Those bones I'm super careful with them. I coughed one back up but was just lucky. I think it would take a major bone to endanger your life but those smaller ones can make you mighty miserable; can't imagine how you'd get rid of them.
I have to be really careful when I cook whole catfish (I bake it w/spices usually). I don't like breading stuff to fry. HOWEVER, there are some recipes for oven baked breaded catfish filets and the one we tried worked well, the usual egg wash, cracker crumbs mixed with flour and corn meal. Spray the sheet pan with some cooking spray, put the breaded filets on. Then spray the tops of the filets with cooking spray.
It worked and I'd do it again but I'd wipe the excess spray off the sheet pan B4 baking because it gets to smoking before those very large catfish filets are cooked through.
Could do it with the Asian carp filets, bread and bake.

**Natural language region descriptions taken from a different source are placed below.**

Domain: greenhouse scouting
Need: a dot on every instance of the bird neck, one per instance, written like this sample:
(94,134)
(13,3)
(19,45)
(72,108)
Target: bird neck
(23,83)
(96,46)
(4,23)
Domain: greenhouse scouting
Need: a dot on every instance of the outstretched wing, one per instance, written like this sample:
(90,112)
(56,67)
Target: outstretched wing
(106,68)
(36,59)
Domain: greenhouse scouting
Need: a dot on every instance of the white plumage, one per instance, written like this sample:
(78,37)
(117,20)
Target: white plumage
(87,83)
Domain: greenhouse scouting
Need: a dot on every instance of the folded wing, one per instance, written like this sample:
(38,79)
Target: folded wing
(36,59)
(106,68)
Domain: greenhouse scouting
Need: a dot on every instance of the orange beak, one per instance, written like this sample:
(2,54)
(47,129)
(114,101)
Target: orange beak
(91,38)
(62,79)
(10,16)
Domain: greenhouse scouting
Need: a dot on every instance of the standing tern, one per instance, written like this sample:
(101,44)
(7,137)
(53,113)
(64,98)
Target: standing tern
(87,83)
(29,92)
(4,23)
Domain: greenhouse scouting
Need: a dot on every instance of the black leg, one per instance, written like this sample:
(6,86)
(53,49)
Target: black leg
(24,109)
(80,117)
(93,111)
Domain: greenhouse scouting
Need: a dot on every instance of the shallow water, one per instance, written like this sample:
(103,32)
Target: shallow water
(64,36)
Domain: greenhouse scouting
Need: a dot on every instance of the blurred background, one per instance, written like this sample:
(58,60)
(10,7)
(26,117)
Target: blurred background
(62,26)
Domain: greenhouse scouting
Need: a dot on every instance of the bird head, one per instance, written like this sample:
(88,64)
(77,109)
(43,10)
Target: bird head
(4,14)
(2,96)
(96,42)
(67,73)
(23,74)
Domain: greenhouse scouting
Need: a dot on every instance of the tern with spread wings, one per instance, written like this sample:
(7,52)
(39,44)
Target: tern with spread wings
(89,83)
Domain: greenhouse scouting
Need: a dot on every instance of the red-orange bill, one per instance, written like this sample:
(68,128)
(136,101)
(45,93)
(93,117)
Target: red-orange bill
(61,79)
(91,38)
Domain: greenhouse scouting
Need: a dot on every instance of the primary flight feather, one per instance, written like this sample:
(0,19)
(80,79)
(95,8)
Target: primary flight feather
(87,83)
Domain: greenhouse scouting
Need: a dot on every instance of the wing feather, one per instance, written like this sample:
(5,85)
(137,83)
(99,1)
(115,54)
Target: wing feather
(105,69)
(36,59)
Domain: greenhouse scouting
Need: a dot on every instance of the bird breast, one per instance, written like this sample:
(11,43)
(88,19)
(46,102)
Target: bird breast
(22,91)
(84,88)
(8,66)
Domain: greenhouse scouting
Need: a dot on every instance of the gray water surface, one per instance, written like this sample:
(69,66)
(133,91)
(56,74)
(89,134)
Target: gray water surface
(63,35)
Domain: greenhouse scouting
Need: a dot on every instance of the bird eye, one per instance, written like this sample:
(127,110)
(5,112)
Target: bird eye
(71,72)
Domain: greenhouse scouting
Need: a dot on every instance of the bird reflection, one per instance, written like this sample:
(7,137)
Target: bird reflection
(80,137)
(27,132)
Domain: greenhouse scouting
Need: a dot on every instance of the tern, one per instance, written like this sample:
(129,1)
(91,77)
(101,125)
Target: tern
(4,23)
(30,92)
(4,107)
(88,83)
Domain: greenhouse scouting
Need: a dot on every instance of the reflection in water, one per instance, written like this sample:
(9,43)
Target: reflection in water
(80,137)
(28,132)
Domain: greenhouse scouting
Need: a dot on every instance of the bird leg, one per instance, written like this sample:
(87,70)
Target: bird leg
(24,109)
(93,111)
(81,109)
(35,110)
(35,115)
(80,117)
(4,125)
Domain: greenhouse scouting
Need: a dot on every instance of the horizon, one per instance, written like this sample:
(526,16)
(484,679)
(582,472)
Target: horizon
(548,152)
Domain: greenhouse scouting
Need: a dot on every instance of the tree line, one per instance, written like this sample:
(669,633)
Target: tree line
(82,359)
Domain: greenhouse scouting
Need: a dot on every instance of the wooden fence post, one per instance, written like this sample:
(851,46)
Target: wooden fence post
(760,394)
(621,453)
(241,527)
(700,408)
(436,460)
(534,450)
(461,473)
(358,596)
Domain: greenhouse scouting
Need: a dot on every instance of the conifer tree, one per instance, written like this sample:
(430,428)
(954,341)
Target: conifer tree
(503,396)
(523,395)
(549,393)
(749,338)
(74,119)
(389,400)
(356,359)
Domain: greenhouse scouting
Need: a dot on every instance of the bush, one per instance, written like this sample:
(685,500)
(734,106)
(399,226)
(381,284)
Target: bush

As I understand it will be just like salmon patties.
The best way to fry fish is with cornmeal, salt, black and red pepper. No egg wash or garlic ..... Simple is Best.
Try just dipping your catfish in milk and then into House of Autry's seasoned seafood breader [or season the moist fish with salt, pepper, paprika or red pepper, and a little pinch of garlic... and dredge in Masa corn meal which is a fine meal... or even corn flour.] Fry in a just enough oil to go halfway up the fillet... then flip. Makes a very delicate light thin coat, not like the thick bready stuff.
Or saute fillets that have been coated with mayonnaise and seasoned.
For folks who like a medium coating or when using fish that came from murky water, dredge the fish in buttermilk, then seasoned corn meal mix.
And for a thick crunchy coating dredge the fish in corn starch, then buttermilk, then seasoned corn meal mix.
I don't like catfish in beer batter at all because it is too tender, and it is so perfect with corn meal why not just use it. Tilapia is good with either, and both are good jsut coated with mayo, seasoned and pan fried in an iron skillet with no breading at all. But Asian carp would likely be very good in beer batter or tempura as its texture is more like tilapia but its flavor is lighter.